I’m in the midst of one of the most grueling yet rewarding projects of my writing life, something that has required me to spend six to eight hours each day sitting in front of a microphone, headphones over my ears, in my darkened office. My ears ache, my body is stiff–I do a lot of stretching on my breaks–and I’m getting tired of listening to my own voice. But I’ve just finished Chapter Six, so I only have three more to read.

Homescan

I’m narrating the audio version of my memoir, Walking Nature Home, for Redwood Audiobooks. I’ve always wanted to read my own writing for an audio book, and now that I am, I understand why most authors don’t. It’s an exhausting, lengthy task. Each chapter (18-20 typeset pages in this case) takes me about a day to record and do the rough audio editing, even though the finished version runs only between 40 and 45 minutes.

What takes so long? Getting it right. The actual read of a chapter takes somewhere between an hour and a half and two hours. When I stumble over a word, or get the tone or emphasis wrong, or make another error–or a loud motorcycle goes by outside–I start the sentence over again. Sometimes I go back to the beginning of a paragraph if that makes a “cleaner” break to make sure I haven’t changed the tone or volume of my voice.

The rough edit takes about twice times as long as the read time, which means three to four hours of careful listening, deleting each bad or duplicate part of the soundtrack and pasting the two cut edges together, just the way we used to do with real tape and a razor blade back in the days before recordings went digital, listening carefully to the mend, and then moving on… I do the rough edit myself using Garageband, Apple’s surprisingly powerful audio editing program that came free with my Macintosh. It works just like the sound boards I’ve used in real studios.

Recordingsetup

I could rent a recording studio, but that costs money, and I’d rather spend those hours in the comfort of my own office.

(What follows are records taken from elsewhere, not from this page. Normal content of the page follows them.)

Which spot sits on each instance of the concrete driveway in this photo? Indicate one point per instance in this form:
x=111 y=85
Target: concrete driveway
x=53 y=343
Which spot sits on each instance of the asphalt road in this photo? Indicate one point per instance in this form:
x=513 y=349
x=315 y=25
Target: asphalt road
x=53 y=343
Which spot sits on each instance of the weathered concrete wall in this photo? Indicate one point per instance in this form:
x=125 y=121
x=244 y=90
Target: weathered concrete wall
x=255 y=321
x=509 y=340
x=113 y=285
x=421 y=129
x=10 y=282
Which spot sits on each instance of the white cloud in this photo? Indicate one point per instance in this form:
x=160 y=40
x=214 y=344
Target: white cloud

So Richard designed and built a portable microphone table from scrap lumber, plus a nifty homemade foam baffle around my directional microphone to help absorb stray sound. (The mike is a Blue Yeti USB model that plugs right into my Mac laptop, for those who want to know the technical stuff).

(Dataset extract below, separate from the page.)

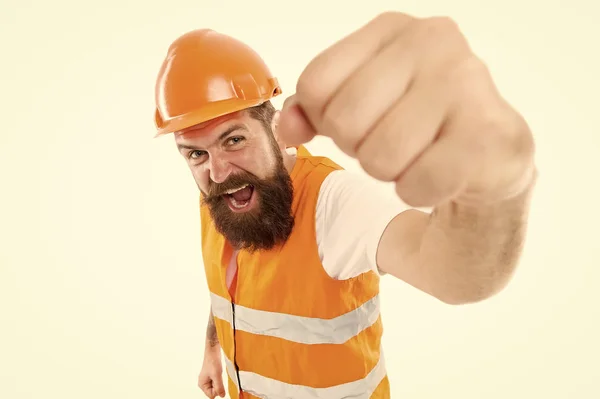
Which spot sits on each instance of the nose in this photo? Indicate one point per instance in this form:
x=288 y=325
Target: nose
x=220 y=169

My “studio” isn’t sound-proof, but it works quite well, except for the occasional passing ya-hoo with a loud vehicle. That round black screen in front of the mike in the photo above, by the way, is a spit screen to soften the explosion of sound that comes with ‘P’s and other hard consonants. (Thanks to David Tipton, musician and sound consultant, for setting me up, getting the spit screen, and for editing my audio tracks.)

There’s more to “getting it right” though. To read this memoir in a way that my voice acts as the reader’s guide through the twists and turns of the story, I have to be “in” it. Which means it’s grueling emotionally, because I’m reliving the events as I read them.

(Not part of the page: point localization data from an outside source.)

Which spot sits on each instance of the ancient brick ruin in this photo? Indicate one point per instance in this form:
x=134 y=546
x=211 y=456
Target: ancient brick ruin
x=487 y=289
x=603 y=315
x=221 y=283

Why do it? For the gift of experiencing my work anew: the tone of the words, the cadence and rhythm of the sentences and paragraphs, the flow of the story itself. Immersing myself in the work gives me a richer experience of it. I’m learning from Walking Nature Home all over again, seeing new realizations in this story of love and redemption.

Writers, take note: reading your work aloud to yourself is the single best technique you’ll ever learn for editing your own writing. Hearing your words, you experience the piece in new ways, and your understanding of your work grows richer and deeper. (Not to mention that you notice–and can thus correct–stupid word choices, awkward sentences, and confusing narrative threads!)

That’s the magic of reading out loud.